One RFS colleague of Jim’s commented, “Jim promised to address our concerns about DEI and he did. He listened, participated in programs, and prioritized our concerns—that’s leadership,” they said.
Jim’s dedication to the United States’ global food security mission has helped position USAID to drive global efforts to mitigate the crisis we face today, but also addressing the systemic factors that impact medium- and long-term efforts to build resilience in the regions most at-risk.
From his current perch overseeing $1.4 billion dollars of investments in food security, a multi-sector nutrition strategy, the U.S. Global Water Strategy, and efforts to boost resilience in regions that routinely experience humanitarian crises, Jim’s legacy is going to live on in the millions of lives touched by these initiatives. He is leaving behind some awfully big shoes to fill. But the impact he’s had on this Agency is monumental.

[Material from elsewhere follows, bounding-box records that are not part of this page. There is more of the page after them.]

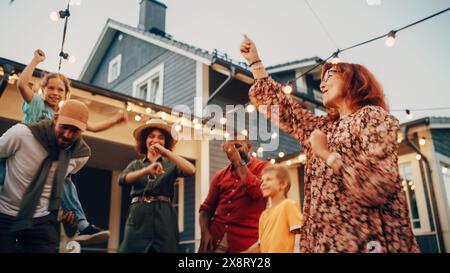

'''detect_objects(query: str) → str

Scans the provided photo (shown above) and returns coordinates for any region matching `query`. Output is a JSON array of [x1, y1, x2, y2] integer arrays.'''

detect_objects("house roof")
[[79, 19, 215, 82], [79, 19, 322, 82], [267, 56, 322, 73]]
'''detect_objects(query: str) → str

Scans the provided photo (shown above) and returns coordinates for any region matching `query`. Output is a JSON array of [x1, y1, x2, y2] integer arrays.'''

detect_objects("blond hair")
[[263, 164, 291, 197], [40, 73, 70, 100]]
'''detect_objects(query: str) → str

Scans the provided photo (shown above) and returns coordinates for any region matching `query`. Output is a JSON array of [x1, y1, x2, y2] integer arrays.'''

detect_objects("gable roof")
[[267, 56, 322, 73], [79, 19, 215, 82]]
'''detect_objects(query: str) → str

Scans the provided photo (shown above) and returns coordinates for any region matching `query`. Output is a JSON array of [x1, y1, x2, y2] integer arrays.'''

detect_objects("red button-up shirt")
[[200, 159, 269, 252]]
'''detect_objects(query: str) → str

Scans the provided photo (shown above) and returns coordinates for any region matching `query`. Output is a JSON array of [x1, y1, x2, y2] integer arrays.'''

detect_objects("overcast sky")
[[0, 0, 450, 122]]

For more than two decades, he has demonstrated that change does not come from dollars or technical expertise alone. It requires an unwavering willingness to listen to and care for our colleagues and our partners, so that whatever challenges may come, they know there is someone in their corner who has their back.
One colleague remembers from a USAID field mission experience in Jordan in 2003, how Jim’s demeanor motivated his work in the decades since. He said of Jim, “Not only did you and your family welcome me, but I remember, and have tried to model, the trust and empowerment you provided.”
The key here, I’d argue—and I suspect everybody gathered here would agree—is trust. Jim’s instinct to listen when others have something to say, his willingness to engage on tough issues, is the kind of example-setting leadership that breeds trust and brings about real change—in our institutions, as well as with our government partners and in the local communities where we work.
We are very sad to see you go, Jim, but we are thrilled that you are not retiring from your life’s work. He’ll be making a difference of a different kind, taking your talents, as Lebron James would say, to Oxbow Farm and Conservation Center in Washington State, where experts are researching and developing sustainable farming methods, growing food and native plants, and educating people of all ages about sustainable agriculture and the environment.
We are incredibly excited that Jim will not be a stranger from USAID given that Sarah has chosen to follow in his footsteps. Now, Sarah, we’ll just need your help recruiting Michaela to join our ranks once she finishes at Hopkins.
It’s a privilege to send you off, Jim, on this incredibly well-deserved retirement. It’s a privilege to be able to have this role at USAID just to be able to thank you for your service and all that good that you’ve done in your time here. And all the good that you will do in the years ahead. Thank you, and to your family, for everything that you’ve done for our country and for our partners around the world. Thank you.